Since its initial public offering in 2019, the San Jose-headquartered company’s shares have gained 17% but have tumbled 86% from their all-time high in November 2021 to $46.88 on Thursday. The company acknowledged that its stock is undervalued when it announced a $300 million share repurchase plan in August.
Starboard has been building the position as BILL Holdings’ stock price dropped recently. The firm is expected to make a filing with the U.S. Securities and Exchange Commission, which requires asset managers to report holdings at U.S. companies where their stake exceeds 5% and they plan to push for changes, said the sources who are familiar with the matter but not permitted to discuss it publicly.
Starboard could not be reached for comment. BILL Holdings was not immediately available for comment.
While the company is expecting revenue to grow by as much as 15%, it trades at only three times revenue, making it one of the least expensive technology companies, analysts have said.
Four of the company’s 12 directors will stand for election at this year’s annual meeting and the sources said Starboard may nominate as many as four director candidates before the Saturday deadline.

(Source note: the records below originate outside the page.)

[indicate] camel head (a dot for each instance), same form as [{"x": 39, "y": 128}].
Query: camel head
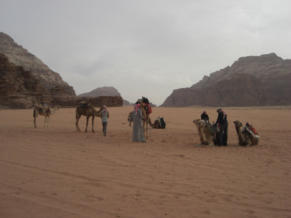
[{"x": 237, "y": 124}]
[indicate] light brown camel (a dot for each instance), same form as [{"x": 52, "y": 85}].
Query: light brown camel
[
  {"x": 42, "y": 110},
  {"x": 206, "y": 131},
  {"x": 87, "y": 110},
  {"x": 245, "y": 134}
]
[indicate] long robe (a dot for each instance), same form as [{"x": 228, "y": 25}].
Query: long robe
[{"x": 138, "y": 130}]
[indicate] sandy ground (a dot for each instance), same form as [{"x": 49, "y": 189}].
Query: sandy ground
[{"x": 58, "y": 172}]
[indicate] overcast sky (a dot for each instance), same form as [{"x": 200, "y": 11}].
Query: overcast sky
[{"x": 145, "y": 48}]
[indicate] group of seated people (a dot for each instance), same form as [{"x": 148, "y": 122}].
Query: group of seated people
[{"x": 221, "y": 125}]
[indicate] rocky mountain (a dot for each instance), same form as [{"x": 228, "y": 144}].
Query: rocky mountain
[
  {"x": 249, "y": 81},
  {"x": 104, "y": 91},
  {"x": 25, "y": 80}
]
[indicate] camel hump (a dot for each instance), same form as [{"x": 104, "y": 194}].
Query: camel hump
[{"x": 84, "y": 104}]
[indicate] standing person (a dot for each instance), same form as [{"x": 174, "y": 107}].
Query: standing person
[
  {"x": 222, "y": 124},
  {"x": 104, "y": 118},
  {"x": 137, "y": 129},
  {"x": 205, "y": 117}
]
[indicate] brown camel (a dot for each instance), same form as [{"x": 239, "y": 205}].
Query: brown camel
[
  {"x": 88, "y": 110},
  {"x": 245, "y": 134},
  {"x": 206, "y": 131},
  {"x": 146, "y": 120},
  {"x": 42, "y": 110},
  {"x": 130, "y": 117}
]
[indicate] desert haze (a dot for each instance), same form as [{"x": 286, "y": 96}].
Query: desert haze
[{"x": 59, "y": 172}]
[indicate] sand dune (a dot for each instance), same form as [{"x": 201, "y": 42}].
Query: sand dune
[{"x": 58, "y": 172}]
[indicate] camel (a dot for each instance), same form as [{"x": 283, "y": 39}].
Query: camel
[
  {"x": 88, "y": 110},
  {"x": 245, "y": 134},
  {"x": 42, "y": 110},
  {"x": 206, "y": 131}
]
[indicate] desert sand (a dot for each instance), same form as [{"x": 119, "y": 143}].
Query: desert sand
[{"x": 58, "y": 172}]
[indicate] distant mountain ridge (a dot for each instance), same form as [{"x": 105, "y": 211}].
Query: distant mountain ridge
[
  {"x": 104, "y": 91},
  {"x": 249, "y": 81},
  {"x": 101, "y": 91},
  {"x": 25, "y": 79}
]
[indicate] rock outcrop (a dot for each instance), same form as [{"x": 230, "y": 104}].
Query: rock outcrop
[
  {"x": 25, "y": 80},
  {"x": 251, "y": 81},
  {"x": 103, "y": 92}
]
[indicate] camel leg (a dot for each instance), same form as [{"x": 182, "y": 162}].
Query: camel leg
[
  {"x": 34, "y": 121},
  {"x": 147, "y": 130},
  {"x": 87, "y": 119},
  {"x": 77, "y": 123},
  {"x": 93, "y": 117},
  {"x": 47, "y": 121}
]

Further details about Starboard’s plans for changes at BILL Holdings could not be learned.
Starboard often nominates director candidates and then settles later with target companies like Band-Aid maker Kenvue, where the firm’s chief executive officer and chief investment officer Jeff Smith now serves as a director, and at software design company Autodesk, where two independent directors joined the board earlier this year.

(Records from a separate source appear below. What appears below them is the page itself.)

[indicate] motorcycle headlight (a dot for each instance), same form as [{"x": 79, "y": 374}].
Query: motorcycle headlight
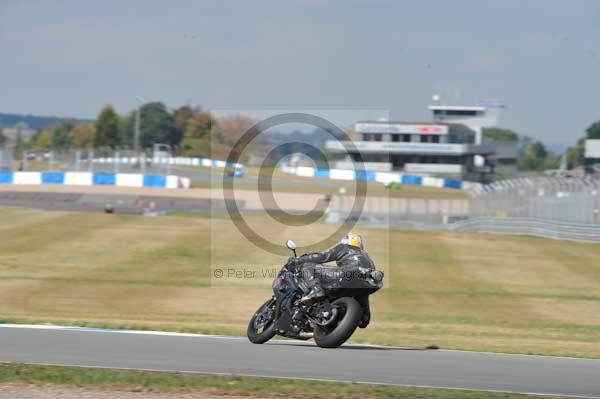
[
  {"x": 377, "y": 275},
  {"x": 277, "y": 283}
]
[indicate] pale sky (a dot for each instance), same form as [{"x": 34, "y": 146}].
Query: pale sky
[{"x": 69, "y": 58}]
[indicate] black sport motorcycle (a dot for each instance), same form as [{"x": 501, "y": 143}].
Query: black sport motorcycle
[{"x": 330, "y": 320}]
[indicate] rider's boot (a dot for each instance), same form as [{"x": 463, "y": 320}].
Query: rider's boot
[{"x": 315, "y": 293}]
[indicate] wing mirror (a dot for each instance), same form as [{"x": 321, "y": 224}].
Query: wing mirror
[{"x": 292, "y": 246}]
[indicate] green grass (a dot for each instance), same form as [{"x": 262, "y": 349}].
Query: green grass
[
  {"x": 467, "y": 291},
  {"x": 224, "y": 385}
]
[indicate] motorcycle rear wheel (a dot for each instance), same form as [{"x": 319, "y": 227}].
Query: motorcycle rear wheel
[
  {"x": 261, "y": 330},
  {"x": 349, "y": 314}
]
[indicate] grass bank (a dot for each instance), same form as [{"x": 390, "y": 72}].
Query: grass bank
[
  {"x": 452, "y": 290},
  {"x": 173, "y": 383}
]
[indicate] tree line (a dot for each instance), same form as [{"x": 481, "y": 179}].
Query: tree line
[
  {"x": 533, "y": 154},
  {"x": 188, "y": 130}
]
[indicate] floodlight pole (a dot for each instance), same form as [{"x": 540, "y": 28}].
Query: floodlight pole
[{"x": 136, "y": 132}]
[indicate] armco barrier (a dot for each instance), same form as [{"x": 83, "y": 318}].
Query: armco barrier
[
  {"x": 532, "y": 227},
  {"x": 94, "y": 179},
  {"x": 211, "y": 163},
  {"x": 381, "y": 177}
]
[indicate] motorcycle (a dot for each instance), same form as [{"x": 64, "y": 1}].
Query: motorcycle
[{"x": 330, "y": 320}]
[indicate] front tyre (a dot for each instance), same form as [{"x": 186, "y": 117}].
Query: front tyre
[
  {"x": 261, "y": 327},
  {"x": 347, "y": 319}
]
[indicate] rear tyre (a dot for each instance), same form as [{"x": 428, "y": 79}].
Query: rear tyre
[
  {"x": 261, "y": 327},
  {"x": 349, "y": 314}
]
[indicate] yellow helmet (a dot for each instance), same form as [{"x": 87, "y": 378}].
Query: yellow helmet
[{"x": 353, "y": 239}]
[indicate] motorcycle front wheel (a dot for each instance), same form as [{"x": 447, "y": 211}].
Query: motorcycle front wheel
[
  {"x": 348, "y": 317},
  {"x": 261, "y": 327}
]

In its 10-K annual report filed last month, the company said its “business could be negatively affected as a result of actions by or proposals from activist stockholders,” adding that a proxy contest could cost time and money and that “if an activist were to emerge, their activities could interfere with our ability to execute our strategies and divert resources from our business.”
Starboard’s new stake in BILL Holdings comes at a time several of the company’s rivals have been purchased by strategic buyers or private equity companies. The M&A markets became more active after investors felt more comfortable with President Donald Trump’s new tariff and tax policies.
Melio is being bought by Xero while AvidXchange is being purchased by private equity company TPG and Esker was bought by Bridgepoint. The pace of activity has led some analysts to speculate that BILL Holdings might also be an attractive acquisition candidate.
Starboard is known for proposing operational improvements and pushing for strategic changes at its target companies and the firm has a history of making investments in the technology sector. The firm has also been especially busy in recent months, reporting a more than 9% stake in engineering materials maker Rogers and a more than 9% investment in travel company Tripadvisor.